Price indices are traditionally constructed by comparing the prices of identical products across two time periods. However, in markets with dynamic product assortments, this matched-model approach — limited to products available in both periods — can be insufficient. To address this, prices can be imputed for products that appear in only one of the two comparison periods.
Imputed prices are typically estimated using models that relate observed prices to a set of price-determining characteristics. A common method involves semi-logarithmic multiple regression. In this project, we explore the application of machine learning (ML) techniques to enhance the imputation of such missing prices.
Our use case involves data collected from the web or from scanner data. The dataset forms an imbalanced panel, where prices are missing in periods when a product is not sold. Alongside price data, a set of product features is available to describe each item.
This real-world example helps us to validate the ML-based imputation approach and assess its effectiveness in supporting quality adjustment procedures within price statistics.
To experiment with the process, you can run the main.R script. This script executes a generic function called ML_model, which applies various machine learning models for price imputation on an example data set. The function is built upon the mlr3 ecosystem. The obtained model can then be used to make imputations with the imputations function
The primary input to the ML_model function is a dataset where each row represents a unique combination of an item and a time period. For each combination, a price may or may not be available. Additionally, a set of features is provided for each item.
To use the function, you must specify:
- The input dataframe
- The name of the target variable (i.e., the price)
- The name of the time variable
- The name of the item identifier variable
- he features that will be transformed using one-hot encoding
- The learner (i.e., the machine learning model to be used)
- The search space used for hyperparemeter optimization (optional)
- The technical parameters of the resampling method
The ML_model function returns an mlr3 obhect that contains the results of applying the resampling strategy to a learner with tuned hyperparameters on the data. The imputations function returns a dataframe that includes, for each item-time period pair:
- The observed price (if available)
- Multiple imputed price estimates. These imputed variants arise from different models used in each resampling round.
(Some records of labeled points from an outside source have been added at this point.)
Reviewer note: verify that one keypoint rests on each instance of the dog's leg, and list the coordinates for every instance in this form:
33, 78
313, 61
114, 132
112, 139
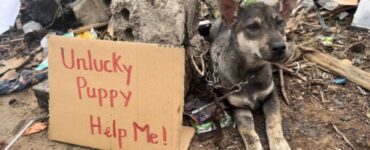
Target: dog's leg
245, 123
271, 108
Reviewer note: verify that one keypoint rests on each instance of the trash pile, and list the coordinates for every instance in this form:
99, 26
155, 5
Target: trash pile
325, 51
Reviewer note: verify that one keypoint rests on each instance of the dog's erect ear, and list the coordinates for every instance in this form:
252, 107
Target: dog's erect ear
229, 11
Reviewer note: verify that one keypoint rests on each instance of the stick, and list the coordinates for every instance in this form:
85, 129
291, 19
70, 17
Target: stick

An example usage is included in the main.R script, demonstrating the process with a simple configuration
#Obtain a model using as a learner a linear model
model_lm <- ML_model(
# name of the datafranme
data = mydata,
# target variable: here the log price
target_var = "P",
# the time variable
time_var = "TD",
# the variable that identifies a product
id = "JAN",
# the features that will be transformed using hotdeck encoding
variables_onehot = variables_onehot,
# the learner that we use: here linear regression
learner = lrn("regr.lm"),
#the parameters of the cross-validation: folds and number of time periods
folds = 5,
n= 2
)
#Obtain imputations with the ML_model
impdata_lm <- imputations(
# name of the datafranme
data = mydata,
# target variable: here the log price
target_var = "P",
# the time variable
time_var = "TD",
# the variable that identifies a product
id = "JAN",
# the Model
model = model_lm
)
The following example dataset can be used to run the program. The user must save the data that can be found in the Annex of the following paper:
Diewert, W. E., & Shimizu, C. (2023). Scanner Data, Product Churn and Quality Adjustment. Meeting of the Group of Experts on Consumer Price Indices. United Nations Economic Commission for Europe, available here
The data cover sales of laptop computers across Japan. The following variables are included in the example data:
- JAN: the item identifier
- TD : the time period
- P: the log price
- CLOCK, MEN, SIZE, PIX, HDMI, BRAND: product characteristics
We limit the data set to the 13 first periods (January 2020 to January 2021), that we recoded as 1, 2, .. 13. There are 275 different items that appear in at least one of these 13 periods. Consequently the data set contains 13*275 = 3575 lines.
The function "prepare_data" uses as input a csv file with the data from the paper and prepares a dataframe with the required format.
The process is based on a pipeline that can be described as follows:
graph TD
A[Start] --> B[One-hot Encoding<br>for selected features, including the time variable]
B --> C[Impact Encoding<br>for time variable]
C --> D[Remove ID variable]
D --> E[Apply specific ML method]
E --> F[End]
The time variable is included twice in the pipeline. First, it undergoes one-hot encoding, transforming categorical time periods into time dummy indicators. Then, it is transformed using impact encoding, which computes the difference between the average target value (log price) within a specific time period and the overall average target value across the dataset. The initial dataset is restricted to observations where the target variable (log price) is available. This dataset is then split into training and testing subsets. The pipeline is applied exclusively to the training set, and the resulting model is evaluated on the corresponding test set. This approach ensures that data leakage between the training and testing sets is avoided.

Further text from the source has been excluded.